If you want to act like the contrary "voice of reason" in hopes that the mods will upvote you, you should probably read the article and understand the situation before you let your greasy cheeto fingers type away at that disgusting keyboard of yours.

Comment Sure, I can give you a link or two (Score 1) 238

Sure, I can give you a link or two. Far from me to discourage a healthy dose of skepticism :p

http://definitions.uslegal.com/b/breach-of-fiduciary-duty/

"When one person does agree to act for another in a fiduciary relationship, the law forbids the fiduciary from acting in any manner adverse or contrary to the interests of the client, or from acting for his own benefit in relation to the subject matter."

So, yes, if you just decided to just give this year's profits to charity and it's not obvious what that does for your investors, you might just get sued.

Also, for an actual law, you can check out stuff like Fiduciary Obligations Act

Note that as per section 1, ""Fiduciary" includes a trustee under any trust, expressed, implied, resulting or constructive executor, administrator, guardian, conservator, curator, receiver, trustee in bankruptcy, assignee for the benefit of creditors, partner, agent, officer of a corporation, public or private, public officer, or any other person acting in a fiduciary capacity for any person, trust or estate." My emphasis.

So, yeah, if you thought being a CEO meant free hand to do whatever you wish with other people's money, think again.

That said, note that there is leeway in exactly what is the best for the principal, i.e., best for the person whose money you're entrusted with. Nobody is forbidding you, for example, from whitewashing the company image with ads, PR or, yes, by playing the charity card, if you can make a case that you expected more profits as a result of it. There's a lot of 'oh, we care so much' act that basically is ok if you can make a case that a corporate asshole image would hurt your clients' interests more.

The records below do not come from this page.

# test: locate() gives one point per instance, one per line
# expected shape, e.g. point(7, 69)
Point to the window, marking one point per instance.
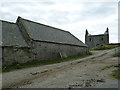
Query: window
point(102, 39)
point(90, 39)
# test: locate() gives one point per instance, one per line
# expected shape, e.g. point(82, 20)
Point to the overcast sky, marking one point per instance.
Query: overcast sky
point(74, 16)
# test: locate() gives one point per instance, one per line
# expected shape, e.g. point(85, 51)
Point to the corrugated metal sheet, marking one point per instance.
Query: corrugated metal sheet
point(46, 33)
point(11, 35)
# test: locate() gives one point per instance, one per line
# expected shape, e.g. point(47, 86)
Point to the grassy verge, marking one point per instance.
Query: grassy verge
point(105, 47)
point(115, 74)
point(106, 67)
point(43, 62)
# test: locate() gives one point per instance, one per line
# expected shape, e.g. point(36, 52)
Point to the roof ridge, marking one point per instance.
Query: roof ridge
point(7, 21)
point(43, 24)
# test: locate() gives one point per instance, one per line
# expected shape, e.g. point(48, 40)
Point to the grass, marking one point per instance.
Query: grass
point(117, 54)
point(106, 67)
point(39, 63)
point(105, 47)
point(115, 74)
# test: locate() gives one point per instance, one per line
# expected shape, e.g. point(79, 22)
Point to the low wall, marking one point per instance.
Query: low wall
point(40, 51)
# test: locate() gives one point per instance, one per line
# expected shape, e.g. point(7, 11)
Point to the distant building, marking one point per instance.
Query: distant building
point(97, 40)
point(27, 41)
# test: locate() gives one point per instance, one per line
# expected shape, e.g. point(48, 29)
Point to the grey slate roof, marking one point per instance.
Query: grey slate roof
point(11, 35)
point(42, 32)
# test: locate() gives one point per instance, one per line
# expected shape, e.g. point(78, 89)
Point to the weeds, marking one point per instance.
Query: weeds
point(39, 63)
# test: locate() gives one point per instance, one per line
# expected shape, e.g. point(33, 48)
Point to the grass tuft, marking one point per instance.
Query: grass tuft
point(115, 74)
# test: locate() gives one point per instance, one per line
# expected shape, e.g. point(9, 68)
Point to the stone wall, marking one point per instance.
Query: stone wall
point(40, 51)
point(14, 55)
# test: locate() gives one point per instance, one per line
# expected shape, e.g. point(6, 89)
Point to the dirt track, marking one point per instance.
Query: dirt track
point(85, 72)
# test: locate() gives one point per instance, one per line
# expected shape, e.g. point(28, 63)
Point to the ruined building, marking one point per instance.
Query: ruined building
point(97, 40)
point(26, 41)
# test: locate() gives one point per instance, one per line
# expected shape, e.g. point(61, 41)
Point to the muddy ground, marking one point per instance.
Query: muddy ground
point(88, 72)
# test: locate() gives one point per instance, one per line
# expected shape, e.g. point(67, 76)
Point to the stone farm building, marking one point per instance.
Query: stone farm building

That said, also note that most of the big charity is actually private. A guy like Bill Gates is perfectly within his rights to spend his own money however he sees fit. Basically if you decide to just give 20 million of the company's money to charity, you might get sued, but if you can pull a 20 million salary as a CEO (and God knows some people got paid even more even to drive a company into the ground) and then give that money to charity, well, nobody can tell you what to do with your own money.

Also note that the rules are a bit different from non-profit organizations. Those are by definition not supposed to make a profit for anyone. So if an organization is registered as a charity, well, it's safe to say it won't be sued for actually spending its money on charity.

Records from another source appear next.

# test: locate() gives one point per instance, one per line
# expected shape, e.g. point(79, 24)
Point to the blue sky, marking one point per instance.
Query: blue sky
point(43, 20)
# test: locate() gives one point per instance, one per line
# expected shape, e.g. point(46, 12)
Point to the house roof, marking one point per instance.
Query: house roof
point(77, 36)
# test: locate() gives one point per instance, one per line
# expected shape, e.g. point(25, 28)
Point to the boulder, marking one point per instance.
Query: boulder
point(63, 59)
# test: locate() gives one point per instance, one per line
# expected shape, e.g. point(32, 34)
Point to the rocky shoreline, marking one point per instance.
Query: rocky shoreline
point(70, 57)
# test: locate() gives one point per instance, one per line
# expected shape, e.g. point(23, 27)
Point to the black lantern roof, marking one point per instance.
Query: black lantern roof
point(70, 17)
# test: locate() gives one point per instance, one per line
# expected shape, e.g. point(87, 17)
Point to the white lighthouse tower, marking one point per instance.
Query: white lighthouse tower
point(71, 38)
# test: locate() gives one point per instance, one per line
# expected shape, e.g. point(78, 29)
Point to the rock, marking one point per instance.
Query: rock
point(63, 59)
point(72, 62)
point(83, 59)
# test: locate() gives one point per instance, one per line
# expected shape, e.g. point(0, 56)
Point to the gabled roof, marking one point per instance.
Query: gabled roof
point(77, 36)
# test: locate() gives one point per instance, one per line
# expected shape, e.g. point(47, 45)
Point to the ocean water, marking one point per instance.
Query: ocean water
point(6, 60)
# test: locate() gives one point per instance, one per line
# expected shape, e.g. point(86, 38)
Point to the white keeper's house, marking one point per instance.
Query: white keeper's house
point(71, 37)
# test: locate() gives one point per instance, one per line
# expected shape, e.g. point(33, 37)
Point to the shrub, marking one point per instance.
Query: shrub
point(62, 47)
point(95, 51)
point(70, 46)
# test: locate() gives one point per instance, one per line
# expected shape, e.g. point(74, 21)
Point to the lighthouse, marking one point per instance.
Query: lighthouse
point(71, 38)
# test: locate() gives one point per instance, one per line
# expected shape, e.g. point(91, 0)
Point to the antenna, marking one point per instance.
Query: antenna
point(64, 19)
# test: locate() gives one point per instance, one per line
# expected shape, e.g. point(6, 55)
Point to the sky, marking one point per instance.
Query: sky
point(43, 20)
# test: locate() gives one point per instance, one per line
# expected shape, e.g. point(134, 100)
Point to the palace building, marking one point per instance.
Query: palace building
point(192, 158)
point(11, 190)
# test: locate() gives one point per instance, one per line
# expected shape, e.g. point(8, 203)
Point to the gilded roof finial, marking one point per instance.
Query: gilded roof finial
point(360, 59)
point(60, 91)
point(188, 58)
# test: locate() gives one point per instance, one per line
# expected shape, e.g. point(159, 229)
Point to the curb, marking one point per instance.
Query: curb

Comment I don't think it means even that (Score 4, Insightful) 238

Fair means they'll leave the customer with some money for other corporations to fleece.

I don't think it means even that. In fact, I don't think "fair" was ever meant to mean "for you".

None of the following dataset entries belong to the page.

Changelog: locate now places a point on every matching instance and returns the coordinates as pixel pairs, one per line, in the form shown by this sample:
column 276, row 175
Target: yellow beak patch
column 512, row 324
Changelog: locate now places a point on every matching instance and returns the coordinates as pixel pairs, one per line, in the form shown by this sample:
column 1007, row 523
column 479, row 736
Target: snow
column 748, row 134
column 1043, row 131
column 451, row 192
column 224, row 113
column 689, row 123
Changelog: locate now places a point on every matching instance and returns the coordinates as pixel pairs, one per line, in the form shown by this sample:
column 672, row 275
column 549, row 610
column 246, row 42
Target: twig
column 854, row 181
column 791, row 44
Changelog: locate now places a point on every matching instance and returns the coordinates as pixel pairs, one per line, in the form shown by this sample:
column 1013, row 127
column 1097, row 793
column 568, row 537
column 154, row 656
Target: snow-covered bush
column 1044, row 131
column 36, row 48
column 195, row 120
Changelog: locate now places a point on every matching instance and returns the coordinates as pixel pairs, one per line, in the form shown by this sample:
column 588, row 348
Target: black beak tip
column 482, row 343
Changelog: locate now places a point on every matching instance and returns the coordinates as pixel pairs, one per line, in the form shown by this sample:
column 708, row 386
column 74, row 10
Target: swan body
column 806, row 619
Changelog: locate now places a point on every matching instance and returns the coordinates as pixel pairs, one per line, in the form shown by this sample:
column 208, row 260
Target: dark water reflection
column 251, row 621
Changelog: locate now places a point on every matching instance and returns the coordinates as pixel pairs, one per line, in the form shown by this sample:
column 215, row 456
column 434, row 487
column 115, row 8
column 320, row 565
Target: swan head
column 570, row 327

From my subjective experience just means "we want more money". The idea is that what they're already getting is so incredibly unfair, when they could be getting more with just a little PR, disinformation and maybe a little collusion. Why, the CEO is probably still driving a Mercedes, while his neighbour is driving a Bugatti Veyron. Can you imagine how unfair that is?

Sarcasm aside... Not that it's necessarily a bad thing or evil. They're expected, and indeed the system is such that they have a legal obligation, to make as much money as possible for the investors. Not fleecing you as hard as physically possible, would be a breach of that obligation. Whether you have some money left after that, is more of a side-effect, than intended. Indeed, it would be a breach of trust if they actually intended to take less money for fairness sake.

I suppose the system just works. Might as well enjoy it. But the corollary is that whenever some large company is talking about something being for your own good in any way, better bring your own lube, they want to shaft you. They're supposed to, after all. Some just are more subtle than others.